Travel and valuation as actual working time
The Supreme Court has unified its doctrine, according to which the employee’s travel time to his or her workplace is not effective working time
On 14 July 2016, the Social Court No. 1 of Palma de Mallorca, interpreting and applying the CJEU doctrine, ruled that the time spent travelling from the workplace to different places where the services were ordered to be provided, as well as the return journey, was working time for all purposes, and should be compensated as extraordinary. Specifically, the Court had to assess whether the time that elapsed from the time a worker, who provides services in the fire station at Palma de Mallorca Airport, enters the airport premises until his arrival at the Technical Block, where he signs in, and the effective incorporation into his job, replacing the worker he relieved, was working time. It is understood that the computation of effective working time begins from the moment the worker arrives at the Technical Block, because from that moment he is at the disposal of the employer and carrying out an activity that forms part of his provision of services.
In its ruling on this matter, the Social Division of the Supreme Court, in a unification of doctrine ruling dated 26 January 2021, concludes that, during the time spent travelling from the Technical Block to the workplace, the worker is not at the employer’s disposal, but is carrying out a preparatory task.

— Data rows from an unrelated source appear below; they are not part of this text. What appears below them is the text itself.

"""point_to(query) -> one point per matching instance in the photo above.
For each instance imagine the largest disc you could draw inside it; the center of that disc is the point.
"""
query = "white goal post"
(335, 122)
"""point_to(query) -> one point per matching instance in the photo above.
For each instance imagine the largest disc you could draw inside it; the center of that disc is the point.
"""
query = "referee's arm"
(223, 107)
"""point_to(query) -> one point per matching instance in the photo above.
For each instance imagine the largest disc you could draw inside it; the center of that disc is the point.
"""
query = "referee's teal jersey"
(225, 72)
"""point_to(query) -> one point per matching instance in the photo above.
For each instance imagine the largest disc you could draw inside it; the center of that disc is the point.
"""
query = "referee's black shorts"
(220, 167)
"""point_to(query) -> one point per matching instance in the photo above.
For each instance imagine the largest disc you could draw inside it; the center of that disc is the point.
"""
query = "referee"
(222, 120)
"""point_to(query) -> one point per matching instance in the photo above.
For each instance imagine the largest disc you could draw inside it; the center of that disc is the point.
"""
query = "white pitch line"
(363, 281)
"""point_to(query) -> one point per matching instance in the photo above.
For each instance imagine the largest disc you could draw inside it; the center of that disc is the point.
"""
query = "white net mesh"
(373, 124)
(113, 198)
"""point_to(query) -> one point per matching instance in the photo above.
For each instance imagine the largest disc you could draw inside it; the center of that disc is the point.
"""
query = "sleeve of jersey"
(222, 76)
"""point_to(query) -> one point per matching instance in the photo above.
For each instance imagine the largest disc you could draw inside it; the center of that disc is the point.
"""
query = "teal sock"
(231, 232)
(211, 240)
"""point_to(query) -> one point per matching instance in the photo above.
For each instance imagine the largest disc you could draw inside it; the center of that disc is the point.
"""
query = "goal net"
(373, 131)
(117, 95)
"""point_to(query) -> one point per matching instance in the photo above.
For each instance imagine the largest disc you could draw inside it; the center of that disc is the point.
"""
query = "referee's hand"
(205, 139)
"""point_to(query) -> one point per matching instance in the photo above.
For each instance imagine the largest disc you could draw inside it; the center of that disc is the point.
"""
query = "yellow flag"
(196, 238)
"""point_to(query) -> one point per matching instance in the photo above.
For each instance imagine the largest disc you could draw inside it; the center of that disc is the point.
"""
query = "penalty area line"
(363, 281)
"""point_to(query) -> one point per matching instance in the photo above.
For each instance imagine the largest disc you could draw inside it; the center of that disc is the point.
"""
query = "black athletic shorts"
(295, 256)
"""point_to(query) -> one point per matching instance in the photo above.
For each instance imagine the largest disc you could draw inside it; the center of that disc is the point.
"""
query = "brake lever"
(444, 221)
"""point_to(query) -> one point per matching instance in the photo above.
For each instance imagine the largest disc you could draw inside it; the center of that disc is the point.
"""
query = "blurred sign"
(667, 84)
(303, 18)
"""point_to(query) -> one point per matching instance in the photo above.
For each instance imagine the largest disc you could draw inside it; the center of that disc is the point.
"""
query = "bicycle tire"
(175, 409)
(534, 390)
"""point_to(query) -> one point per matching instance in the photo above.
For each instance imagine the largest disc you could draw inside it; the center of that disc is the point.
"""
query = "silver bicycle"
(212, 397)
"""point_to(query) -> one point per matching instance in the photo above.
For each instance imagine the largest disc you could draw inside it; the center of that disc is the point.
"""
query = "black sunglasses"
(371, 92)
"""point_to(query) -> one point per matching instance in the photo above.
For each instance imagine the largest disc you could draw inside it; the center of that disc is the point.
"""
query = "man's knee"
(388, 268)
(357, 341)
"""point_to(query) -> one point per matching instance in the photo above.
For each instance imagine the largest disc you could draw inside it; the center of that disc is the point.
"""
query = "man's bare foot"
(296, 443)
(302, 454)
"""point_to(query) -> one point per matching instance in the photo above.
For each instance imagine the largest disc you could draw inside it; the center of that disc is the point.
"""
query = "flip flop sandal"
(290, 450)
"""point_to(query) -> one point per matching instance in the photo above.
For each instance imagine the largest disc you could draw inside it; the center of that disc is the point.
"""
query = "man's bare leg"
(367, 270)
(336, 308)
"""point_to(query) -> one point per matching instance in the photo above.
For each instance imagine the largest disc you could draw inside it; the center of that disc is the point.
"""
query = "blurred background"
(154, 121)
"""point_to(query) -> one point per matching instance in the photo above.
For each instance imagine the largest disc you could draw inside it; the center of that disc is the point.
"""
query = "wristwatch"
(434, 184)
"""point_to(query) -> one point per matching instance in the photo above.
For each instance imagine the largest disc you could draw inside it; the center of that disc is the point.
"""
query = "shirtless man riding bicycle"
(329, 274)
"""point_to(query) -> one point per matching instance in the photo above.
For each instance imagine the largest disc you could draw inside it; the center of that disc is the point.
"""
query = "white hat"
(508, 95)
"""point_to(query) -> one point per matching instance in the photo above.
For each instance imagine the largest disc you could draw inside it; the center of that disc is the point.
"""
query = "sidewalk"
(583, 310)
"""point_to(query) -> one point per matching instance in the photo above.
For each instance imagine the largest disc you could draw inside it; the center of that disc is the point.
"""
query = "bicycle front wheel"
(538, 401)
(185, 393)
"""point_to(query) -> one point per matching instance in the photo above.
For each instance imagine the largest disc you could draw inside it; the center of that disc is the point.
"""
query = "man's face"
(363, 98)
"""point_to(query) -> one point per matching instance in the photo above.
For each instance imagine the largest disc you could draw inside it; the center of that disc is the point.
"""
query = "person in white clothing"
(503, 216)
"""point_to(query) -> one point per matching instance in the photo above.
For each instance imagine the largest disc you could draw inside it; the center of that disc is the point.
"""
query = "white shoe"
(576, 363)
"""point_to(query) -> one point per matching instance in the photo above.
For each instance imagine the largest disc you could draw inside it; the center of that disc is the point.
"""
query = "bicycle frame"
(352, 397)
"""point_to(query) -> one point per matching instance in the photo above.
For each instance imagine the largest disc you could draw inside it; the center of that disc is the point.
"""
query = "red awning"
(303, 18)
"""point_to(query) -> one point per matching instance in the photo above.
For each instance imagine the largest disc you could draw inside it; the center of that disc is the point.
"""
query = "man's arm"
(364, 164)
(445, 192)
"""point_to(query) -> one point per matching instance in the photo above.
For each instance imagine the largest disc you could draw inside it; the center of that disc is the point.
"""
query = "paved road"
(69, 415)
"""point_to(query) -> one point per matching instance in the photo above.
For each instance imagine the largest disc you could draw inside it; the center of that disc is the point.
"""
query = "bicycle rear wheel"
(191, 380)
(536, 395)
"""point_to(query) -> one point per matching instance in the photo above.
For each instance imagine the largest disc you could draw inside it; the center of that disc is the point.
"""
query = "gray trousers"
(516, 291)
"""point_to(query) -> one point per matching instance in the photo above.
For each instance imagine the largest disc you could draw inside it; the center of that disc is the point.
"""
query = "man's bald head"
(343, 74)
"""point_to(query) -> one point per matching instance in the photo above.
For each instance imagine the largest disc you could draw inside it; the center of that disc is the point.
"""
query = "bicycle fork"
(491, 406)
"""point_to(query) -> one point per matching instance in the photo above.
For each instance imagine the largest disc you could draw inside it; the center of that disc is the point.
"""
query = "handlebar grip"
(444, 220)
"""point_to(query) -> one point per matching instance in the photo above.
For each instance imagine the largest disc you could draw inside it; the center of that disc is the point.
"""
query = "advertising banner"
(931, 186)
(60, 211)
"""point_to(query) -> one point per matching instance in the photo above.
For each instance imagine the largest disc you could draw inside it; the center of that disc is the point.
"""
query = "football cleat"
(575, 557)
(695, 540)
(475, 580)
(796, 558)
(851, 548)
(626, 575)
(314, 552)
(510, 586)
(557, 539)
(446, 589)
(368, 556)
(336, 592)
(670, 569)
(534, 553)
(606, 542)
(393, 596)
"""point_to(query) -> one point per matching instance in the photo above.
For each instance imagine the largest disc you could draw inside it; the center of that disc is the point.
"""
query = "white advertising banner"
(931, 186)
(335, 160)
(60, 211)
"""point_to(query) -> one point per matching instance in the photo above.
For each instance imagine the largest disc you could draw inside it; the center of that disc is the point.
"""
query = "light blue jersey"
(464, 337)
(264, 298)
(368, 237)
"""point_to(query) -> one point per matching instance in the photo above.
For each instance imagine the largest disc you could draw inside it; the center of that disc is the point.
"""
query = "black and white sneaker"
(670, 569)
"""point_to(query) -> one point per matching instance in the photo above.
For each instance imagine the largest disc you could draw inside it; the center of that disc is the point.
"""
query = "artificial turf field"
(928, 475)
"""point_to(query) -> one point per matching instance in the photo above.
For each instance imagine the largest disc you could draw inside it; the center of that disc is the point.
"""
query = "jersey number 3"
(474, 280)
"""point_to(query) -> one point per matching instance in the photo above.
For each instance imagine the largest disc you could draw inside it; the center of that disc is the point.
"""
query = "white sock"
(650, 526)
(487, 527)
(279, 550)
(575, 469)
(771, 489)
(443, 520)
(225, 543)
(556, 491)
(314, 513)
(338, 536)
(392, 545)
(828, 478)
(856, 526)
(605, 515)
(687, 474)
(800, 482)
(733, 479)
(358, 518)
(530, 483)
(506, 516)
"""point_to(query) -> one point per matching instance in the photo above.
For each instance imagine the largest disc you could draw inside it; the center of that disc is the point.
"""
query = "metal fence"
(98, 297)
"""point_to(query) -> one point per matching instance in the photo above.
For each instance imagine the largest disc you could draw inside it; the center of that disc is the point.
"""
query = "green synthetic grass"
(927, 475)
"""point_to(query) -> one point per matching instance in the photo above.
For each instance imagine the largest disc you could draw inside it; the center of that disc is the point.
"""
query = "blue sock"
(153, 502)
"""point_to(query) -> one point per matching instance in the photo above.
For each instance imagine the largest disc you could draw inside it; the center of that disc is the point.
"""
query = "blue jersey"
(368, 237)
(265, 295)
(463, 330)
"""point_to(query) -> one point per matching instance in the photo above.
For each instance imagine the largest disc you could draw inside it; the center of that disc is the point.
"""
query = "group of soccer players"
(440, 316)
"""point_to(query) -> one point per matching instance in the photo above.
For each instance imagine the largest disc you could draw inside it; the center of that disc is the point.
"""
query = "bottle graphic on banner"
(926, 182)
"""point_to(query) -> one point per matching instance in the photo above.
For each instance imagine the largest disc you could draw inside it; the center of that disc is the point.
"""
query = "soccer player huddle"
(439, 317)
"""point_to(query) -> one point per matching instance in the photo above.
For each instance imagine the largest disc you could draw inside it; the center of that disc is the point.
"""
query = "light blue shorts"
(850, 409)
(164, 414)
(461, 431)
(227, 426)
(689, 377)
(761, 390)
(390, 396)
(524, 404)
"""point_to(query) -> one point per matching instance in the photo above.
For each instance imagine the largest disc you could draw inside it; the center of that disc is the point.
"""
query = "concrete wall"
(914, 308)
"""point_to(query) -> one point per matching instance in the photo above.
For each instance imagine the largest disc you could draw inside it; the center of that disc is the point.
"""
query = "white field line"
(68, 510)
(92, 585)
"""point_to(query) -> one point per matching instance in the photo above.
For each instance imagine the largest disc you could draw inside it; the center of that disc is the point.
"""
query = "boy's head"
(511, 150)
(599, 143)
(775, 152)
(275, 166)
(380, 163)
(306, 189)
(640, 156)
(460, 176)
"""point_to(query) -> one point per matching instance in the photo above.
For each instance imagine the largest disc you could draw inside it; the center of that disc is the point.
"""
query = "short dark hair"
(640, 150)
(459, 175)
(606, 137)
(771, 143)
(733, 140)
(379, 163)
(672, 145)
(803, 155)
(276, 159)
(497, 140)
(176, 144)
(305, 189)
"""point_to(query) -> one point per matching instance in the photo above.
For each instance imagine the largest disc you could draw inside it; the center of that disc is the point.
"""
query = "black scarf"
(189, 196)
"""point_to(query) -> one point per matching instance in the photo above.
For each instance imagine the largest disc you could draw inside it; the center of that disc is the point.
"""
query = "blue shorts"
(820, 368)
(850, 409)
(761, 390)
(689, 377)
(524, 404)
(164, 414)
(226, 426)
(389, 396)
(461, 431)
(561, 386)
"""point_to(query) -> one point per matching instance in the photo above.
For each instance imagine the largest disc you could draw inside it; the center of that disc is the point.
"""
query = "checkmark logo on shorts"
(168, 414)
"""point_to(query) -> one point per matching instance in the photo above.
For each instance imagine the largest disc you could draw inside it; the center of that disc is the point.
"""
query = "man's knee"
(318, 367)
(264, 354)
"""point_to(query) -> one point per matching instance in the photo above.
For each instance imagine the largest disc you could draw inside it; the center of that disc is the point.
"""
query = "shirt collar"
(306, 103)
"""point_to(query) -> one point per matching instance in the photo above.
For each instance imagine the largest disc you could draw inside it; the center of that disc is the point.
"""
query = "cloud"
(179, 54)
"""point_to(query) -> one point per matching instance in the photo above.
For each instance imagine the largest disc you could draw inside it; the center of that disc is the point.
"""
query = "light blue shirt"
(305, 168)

In fact, our Court describes the journey as routine and necessary to access the workplace.
Moreover, the Collective Agreement establishes a time limit of 15 minutes for the relief, the aforementioned provision being meaningless if the working day had already begun prior to the relief, or if it did not stop until the departure from the Technical Block.
Finally, the fact that there is a record of the times of access to and departure from the airport facilities does not mean per se that we are in the presence of a working day record in which it is recorded that paid work is being carried out from that very moment.
For all these reasons, the Supreme Court unified its doctrine and determined that the employee’s necessary and usual travel to access his or her work post is not effective working time.